Depuis les années 2000, ce mouvement s’est aggravé. Le taux de marge des industries françaises ne leur permet plus d’investir massivement dans la compétitivité structurelle des biens qu’elles fabriquent et leurs produits se sont trouvés déclassés, moyennant quoi, la compétitivité prix a, en partie, pu être sauvegardée via des efforts de marges. Conséquence majeure, les exportations se sont effondrées, faisant monter le déficit de la balance commerciale si haut que l’excédent des services ne peut plus le contenir. À partir de 2006, les comptes courants de la France sont passés dans le rouge pour ne plus jamais en sortir. Les multinationales françaises investissent d’ailleurs plus volontiers à l’étranger que sur le territoire national. Elles y réalisent, en effet, 51 % de leur activité et y emploient 56 % de leur personnel.

Les impôts de production (4,4 % du PIB en France contre 0,8 % en Allemagne) et les charges sociales sont les principaux responsables de cette situation délétère. D’un côté les impôts de production fonctionnent comme une taxe à l’exportation, touchant les biens fabriqués localement, mais pas les biens importés (à l’inverse de la TVA qui taxe tous les produits), de l’autre, le coût du travail particulièrement élevé ne permet pas de produire de manière compétitive.

Les politiques de réductions de charges sociales, type CICE, n’ont pas majoritairement bénéficié à l’industrie et se sont tournées vers les secteurs abrités de l’économie, aussi peuvent-elles être considérées comme un coup d’épée dans l’eau.

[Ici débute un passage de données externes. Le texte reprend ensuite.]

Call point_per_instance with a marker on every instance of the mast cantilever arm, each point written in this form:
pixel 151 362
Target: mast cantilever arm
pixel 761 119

De part et d’autre du Rhin, des solutions différentes ont étés mises en œuvre. Malgré l’absorption de l’ex RDA, l’Allemagne a réussi à sauver son industrie en flexibilisant le marché du travail (grâce aux lois Harz), en mettant en œuvre une politique de modération salariale et fiscale, en investissant massivement dans l’innovation et en maintenant ses activités industrielles à forte création de valeur ajoutée sur son territoire, via des délocalisations de proximité en Europe centrale.

Le levier fiscal demeurant le principal outil économique d’un gouvernement, eu égard à l’abandon de toute velléité de planification depuis plus de trente ans, il faut recommander la mise en œuvre d’un choc de compétitivité rendu possible par la suppression des impôts de production et la baisse généralisée des charges sociales.

Ce choc serait permis par l’instauration d’un plan de rigueur sur les dépenses des trois administrations publiques, une fois les effets de la crise sanitaire estompés.

Aussi faut-il recommander une politique industrielle intégrant un véritable choc de compétitivité pour l’industrie française, avec une suppression encore plus  significative des impôts de production, la CFE, la CVAE, la TFPB, la C3S, et une baisse des charges sociales généralisée et non concentrée uniquement sur les bas salaires.

L’objectif est d’une part de rendre le territoire national attractif pour les entreprises françaises comme pour les étrangères, de leur redonner un taux de marge comparable à leurs consœurs allemandes et de permettre la montée en gamme de leurs produits.

En parallèle, il faut recommander un plan de rigueur apte à entraîner une baisse de la dépense publique, par la diminution progressive de la dotation générale de fonctionnement des collectivités, par le non-remplacement d’un fonctionnaire sur deux, par la poursuite de la réforme de l’assurance chômage et également par la réforme du système de retraite. Le cas échéant, une augmentation de la TVA pourrait partiellement compenser la baisse des impôts de production, la réduction des dépenses publiques permettant par ailleurs de retrouver les équilibres budgétaires nécessaires.

Introduction

Il était une fois un vieux pays tout bardé d’habitudes et de circonspection. Naguère le plus peuplé, le plus riche, le plus puissant de ceux qui tenaient la scène, il s’était, après de grands malheurs, comme replié sur lui-même. Tandis que d’autres peuples allaient croissant autour de lui, il demeurait stationnaire. À une époque où la puissance des États dépendait directement de leurs valeurs industrielles, les grandes sources de l’énergie lui étaient chichement mesurées : il avait peu de charbon, il n’avait pas de pétrole, son industrie était frappée de routine […][1].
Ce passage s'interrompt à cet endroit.